I centri abitati e il patrimonio storico
Il ricco patrimonio storico, artistico ed archeologico…
Piemontese Giuseppe
Il Gargano, e con esso il Parco, istituito nel 1993, non è soltanto flora e fauna, unità vegetativa e mondo animale. In esso si trova un ricco patrimonio storico, artistico ed archeologico, di cui l’uomo d’oggi non può fare a meno di conoscere i significati e le valenze culturali. Infatti, accanto al patrimonio ambientale e naturale, non si possono non visitare e conoscere, all’interno del Parco, i centri urbani, con la loro storia e con i loro significati culturali, l’architettura rurale, dai pagliai alle masserie, gli insediamenti archeologici, i monumenti, la cultura materiale legata al mondo artigianale, le tradizioni popolari.
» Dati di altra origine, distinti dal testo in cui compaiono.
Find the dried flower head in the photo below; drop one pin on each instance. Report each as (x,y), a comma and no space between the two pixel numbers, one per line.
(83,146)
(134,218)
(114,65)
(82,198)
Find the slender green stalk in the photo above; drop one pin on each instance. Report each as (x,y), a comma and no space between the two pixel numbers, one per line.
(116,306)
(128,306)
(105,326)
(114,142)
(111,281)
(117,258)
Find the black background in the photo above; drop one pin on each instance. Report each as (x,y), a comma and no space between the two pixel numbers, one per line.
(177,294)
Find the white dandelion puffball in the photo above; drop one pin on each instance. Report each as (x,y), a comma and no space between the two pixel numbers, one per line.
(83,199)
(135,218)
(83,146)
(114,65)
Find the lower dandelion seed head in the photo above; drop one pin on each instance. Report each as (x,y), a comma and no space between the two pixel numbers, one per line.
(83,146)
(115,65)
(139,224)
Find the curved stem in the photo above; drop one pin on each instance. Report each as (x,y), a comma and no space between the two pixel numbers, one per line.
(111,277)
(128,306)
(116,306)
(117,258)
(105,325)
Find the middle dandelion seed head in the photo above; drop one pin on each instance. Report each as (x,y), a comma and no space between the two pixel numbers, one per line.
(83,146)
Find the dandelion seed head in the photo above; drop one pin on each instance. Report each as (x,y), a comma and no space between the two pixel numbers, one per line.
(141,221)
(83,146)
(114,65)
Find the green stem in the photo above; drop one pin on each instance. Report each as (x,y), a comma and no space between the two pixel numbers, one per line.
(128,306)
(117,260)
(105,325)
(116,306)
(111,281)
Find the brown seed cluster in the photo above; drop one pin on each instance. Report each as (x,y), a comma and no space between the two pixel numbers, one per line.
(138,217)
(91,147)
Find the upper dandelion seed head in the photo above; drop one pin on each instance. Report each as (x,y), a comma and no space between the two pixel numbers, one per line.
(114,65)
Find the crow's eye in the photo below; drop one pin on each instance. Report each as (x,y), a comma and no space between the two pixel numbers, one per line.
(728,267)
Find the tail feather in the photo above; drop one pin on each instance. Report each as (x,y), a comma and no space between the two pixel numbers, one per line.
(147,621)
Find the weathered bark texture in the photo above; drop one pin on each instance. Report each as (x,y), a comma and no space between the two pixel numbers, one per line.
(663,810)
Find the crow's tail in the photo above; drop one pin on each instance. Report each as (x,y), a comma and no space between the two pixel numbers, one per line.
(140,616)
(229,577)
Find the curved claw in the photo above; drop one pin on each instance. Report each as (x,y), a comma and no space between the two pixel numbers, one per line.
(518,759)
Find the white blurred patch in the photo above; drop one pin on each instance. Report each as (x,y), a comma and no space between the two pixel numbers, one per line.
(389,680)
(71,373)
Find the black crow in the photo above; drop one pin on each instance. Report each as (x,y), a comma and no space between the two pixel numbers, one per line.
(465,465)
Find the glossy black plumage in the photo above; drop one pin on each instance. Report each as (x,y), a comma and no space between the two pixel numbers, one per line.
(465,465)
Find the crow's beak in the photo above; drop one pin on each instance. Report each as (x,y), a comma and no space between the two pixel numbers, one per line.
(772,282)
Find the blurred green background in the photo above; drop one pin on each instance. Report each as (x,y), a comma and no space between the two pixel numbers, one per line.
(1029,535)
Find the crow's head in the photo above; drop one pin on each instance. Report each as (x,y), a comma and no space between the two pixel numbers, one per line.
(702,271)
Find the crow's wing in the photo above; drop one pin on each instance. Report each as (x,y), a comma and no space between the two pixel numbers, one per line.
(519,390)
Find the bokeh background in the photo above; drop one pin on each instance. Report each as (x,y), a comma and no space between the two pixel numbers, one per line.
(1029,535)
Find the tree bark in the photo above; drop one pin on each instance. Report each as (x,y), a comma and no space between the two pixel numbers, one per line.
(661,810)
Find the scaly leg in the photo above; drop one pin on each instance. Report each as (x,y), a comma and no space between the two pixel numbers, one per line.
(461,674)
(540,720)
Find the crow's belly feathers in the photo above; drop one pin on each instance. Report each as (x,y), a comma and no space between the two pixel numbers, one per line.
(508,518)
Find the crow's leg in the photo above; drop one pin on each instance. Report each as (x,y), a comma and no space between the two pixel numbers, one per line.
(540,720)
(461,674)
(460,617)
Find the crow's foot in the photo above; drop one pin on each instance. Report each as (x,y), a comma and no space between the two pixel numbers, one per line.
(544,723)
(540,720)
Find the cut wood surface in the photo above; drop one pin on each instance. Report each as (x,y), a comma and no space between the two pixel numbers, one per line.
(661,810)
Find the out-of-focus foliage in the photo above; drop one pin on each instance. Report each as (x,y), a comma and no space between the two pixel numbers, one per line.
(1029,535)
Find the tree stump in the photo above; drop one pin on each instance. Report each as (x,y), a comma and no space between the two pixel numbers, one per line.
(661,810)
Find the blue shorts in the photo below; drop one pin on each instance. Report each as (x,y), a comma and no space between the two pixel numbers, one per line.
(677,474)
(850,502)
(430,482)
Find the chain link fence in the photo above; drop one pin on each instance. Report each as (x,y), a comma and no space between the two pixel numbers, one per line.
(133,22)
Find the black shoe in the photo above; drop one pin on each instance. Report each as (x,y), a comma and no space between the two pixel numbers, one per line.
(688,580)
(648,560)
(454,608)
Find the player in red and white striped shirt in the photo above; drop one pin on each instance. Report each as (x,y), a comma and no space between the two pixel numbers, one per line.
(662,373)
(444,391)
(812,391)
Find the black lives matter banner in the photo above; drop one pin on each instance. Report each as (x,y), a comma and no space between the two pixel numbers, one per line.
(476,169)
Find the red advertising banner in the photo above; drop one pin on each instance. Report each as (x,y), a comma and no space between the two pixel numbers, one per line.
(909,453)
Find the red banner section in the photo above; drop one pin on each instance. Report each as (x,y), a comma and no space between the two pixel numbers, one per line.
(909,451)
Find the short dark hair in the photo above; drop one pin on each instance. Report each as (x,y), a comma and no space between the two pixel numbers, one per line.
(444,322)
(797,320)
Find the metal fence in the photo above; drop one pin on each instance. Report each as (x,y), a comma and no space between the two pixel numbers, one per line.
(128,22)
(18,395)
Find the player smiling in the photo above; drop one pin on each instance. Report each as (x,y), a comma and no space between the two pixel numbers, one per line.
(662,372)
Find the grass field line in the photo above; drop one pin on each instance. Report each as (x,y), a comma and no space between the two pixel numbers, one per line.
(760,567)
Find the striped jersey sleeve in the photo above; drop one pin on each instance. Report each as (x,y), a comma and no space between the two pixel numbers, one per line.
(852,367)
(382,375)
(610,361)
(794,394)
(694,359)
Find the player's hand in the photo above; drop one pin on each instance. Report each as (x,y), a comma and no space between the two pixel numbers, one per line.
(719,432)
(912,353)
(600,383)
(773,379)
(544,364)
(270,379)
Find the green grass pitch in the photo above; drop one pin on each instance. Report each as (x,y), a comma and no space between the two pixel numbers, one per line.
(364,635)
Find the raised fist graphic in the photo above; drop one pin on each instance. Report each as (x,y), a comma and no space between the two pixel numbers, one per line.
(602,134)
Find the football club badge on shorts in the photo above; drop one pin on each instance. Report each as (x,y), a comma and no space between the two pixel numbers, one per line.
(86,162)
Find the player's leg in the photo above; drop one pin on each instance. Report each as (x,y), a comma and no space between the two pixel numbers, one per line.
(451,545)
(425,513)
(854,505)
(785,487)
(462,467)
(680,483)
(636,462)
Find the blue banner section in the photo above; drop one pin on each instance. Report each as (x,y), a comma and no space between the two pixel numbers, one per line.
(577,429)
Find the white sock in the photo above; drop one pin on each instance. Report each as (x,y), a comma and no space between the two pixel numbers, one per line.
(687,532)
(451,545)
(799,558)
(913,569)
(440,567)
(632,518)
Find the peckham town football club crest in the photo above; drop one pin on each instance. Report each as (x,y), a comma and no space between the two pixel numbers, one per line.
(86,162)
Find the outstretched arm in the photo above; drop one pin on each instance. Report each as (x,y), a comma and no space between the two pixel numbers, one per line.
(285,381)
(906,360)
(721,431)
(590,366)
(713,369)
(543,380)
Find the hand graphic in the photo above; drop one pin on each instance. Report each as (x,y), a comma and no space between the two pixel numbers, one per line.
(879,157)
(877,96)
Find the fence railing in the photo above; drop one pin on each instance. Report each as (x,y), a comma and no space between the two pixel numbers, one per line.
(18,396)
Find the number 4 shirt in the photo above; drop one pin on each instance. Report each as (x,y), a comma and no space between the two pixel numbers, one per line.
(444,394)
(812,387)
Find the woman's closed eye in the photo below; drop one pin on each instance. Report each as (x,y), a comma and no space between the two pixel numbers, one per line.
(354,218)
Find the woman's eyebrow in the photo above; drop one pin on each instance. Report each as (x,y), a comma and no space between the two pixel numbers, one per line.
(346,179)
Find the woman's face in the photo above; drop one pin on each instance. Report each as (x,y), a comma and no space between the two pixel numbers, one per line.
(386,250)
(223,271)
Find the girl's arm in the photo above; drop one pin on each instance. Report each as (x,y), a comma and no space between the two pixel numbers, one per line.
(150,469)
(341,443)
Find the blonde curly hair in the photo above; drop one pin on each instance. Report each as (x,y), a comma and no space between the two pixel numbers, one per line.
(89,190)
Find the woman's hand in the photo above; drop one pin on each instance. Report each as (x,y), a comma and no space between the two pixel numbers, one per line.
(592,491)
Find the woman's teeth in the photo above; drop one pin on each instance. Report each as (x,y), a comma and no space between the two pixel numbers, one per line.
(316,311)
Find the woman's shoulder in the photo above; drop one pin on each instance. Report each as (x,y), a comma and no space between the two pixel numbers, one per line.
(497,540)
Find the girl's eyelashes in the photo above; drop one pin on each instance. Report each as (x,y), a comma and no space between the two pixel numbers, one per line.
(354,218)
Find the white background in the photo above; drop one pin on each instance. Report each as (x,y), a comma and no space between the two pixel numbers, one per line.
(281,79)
In particolare ci riferiamo ai Centri storici del Gargano, da quello di Vico del Gargano a Monte Sant’Angelo, da Rodi a Vieste e a Carpino; al patrimonio rurale delle masserie fortificate, testimonianze di un mondo ormai scomparso, ma di cui il Gargano serba notevoli memorie; agli insediamenti preistorici, da quello di Grotta Pagliacci, in territorio di Rignano Garganico a Monte Saraceno presso Mattinata, a Coppa Nevigata e Grotte Scaloria-Occhiopinto di Manfredonia, a Monte Tabor e Monte Pucci presso Vico del Gargano; alle cattedrali, alle chiese, alle abbazie: il Santuario di San Michele, la chiesa di Santa Maria di Siponto, di San Leopardo, San Giovanni in Tumba a Monte Sant’Angelo, Santa Maria di Pulsano, Santa Maria di Calena, Santa Maria delle Tremiti, ecc…; ai castelli di Monte S. Angelo, Vieste, Manfredonia, Sannicandro Garganico, il Palazzo La Bella di Vico del Gargano; e molti altri centri storico-culturali che vale la pena visitare.